The Battle Over BiosimilarsWith 25 years of product development and manufacturing experience, generics makers are looking for future growth in follow-on versions of more complex dosage forms and "biosimilars" of large molecules. Health reform legislation is slated to establish a pathway for the Food and Drug Administration to approve follow-on biologics (FOBs), something that wasn't included in Hatch-Waxman. There's general agreement on Capitol Hill over how much clinical research FDA should require to document similarity between an innovator and FOB, and on difficulties for establishing interchangeability. But patent exclusivity remains contentious.
"A 12-year market exclusivity policy will result in few, if any, generic biologics and less, rather than more, innovation," said Teva North America president Bill Marth at the September meeting of the Generic Pharmaceutical Association (GPhA). Teva will be involved in this market, he said, but only as an innovator firm, not to make biosimilars if exclusivity is so extensive.
There's also a conflict over the framework for resolving patent disputes. Proposals differ for requiring disclosure of patent information, for challenging patent terms, and for communicating pending challenges to involved parties. Generics makers won a requirement in Senate legislation for the same Medicare billing codes for brand and follow-on products—an approach that encourages biosimilar utilization. But that's a minor item in the larger, high-stakes debate.
Carve-Outs and Settlements
Generics makers would like Congress to support their fight against several policies designed to curb or delay product utilization. One threat comes from state "carve-out" laws that limit generic substitution at the pharmacy. Such policies arise from anxiety, often generated by brand competitors, that a generic raises safety issues for patients. Congress' Government Accountability Office may investigate.
Another fight involves marketing of authorized generic products by pharma companies just before patent expiration, which usually results in limited generic competition during the 180-day exclusivity period.
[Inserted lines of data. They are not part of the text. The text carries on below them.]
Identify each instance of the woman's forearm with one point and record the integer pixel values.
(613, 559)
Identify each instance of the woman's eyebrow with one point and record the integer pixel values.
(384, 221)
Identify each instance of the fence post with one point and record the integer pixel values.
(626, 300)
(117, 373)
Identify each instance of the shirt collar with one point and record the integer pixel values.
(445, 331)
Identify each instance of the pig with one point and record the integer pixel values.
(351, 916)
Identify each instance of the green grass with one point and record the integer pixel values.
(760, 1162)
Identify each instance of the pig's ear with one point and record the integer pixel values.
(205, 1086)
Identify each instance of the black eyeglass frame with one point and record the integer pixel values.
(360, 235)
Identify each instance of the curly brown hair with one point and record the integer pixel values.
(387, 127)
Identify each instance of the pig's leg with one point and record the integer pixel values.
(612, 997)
The looming wave of major patent expirations is prompting development of more "branded generics," produced either by the original manufacturer or under contract with a generics firm. Brands are expanding their capacity in this area through the purchase of generics firms around the world.
Interestingly, both brands and generics want flexibility to settle patent disputes through agreements that involve pharma payments to generics firms to delay market entry until an agreed-on future date. While the Federal Trade Commission (FTC) and other critics have labeled these "pay-for-delay" deals as anti-competitive, manufacturers on both sides claim that such arrangements can avoid lengthy patent battles and end up accelerating consumer access to generic products. The FTC has gone to court to block delay settlements, and Congressional leaders may try to curb these deals.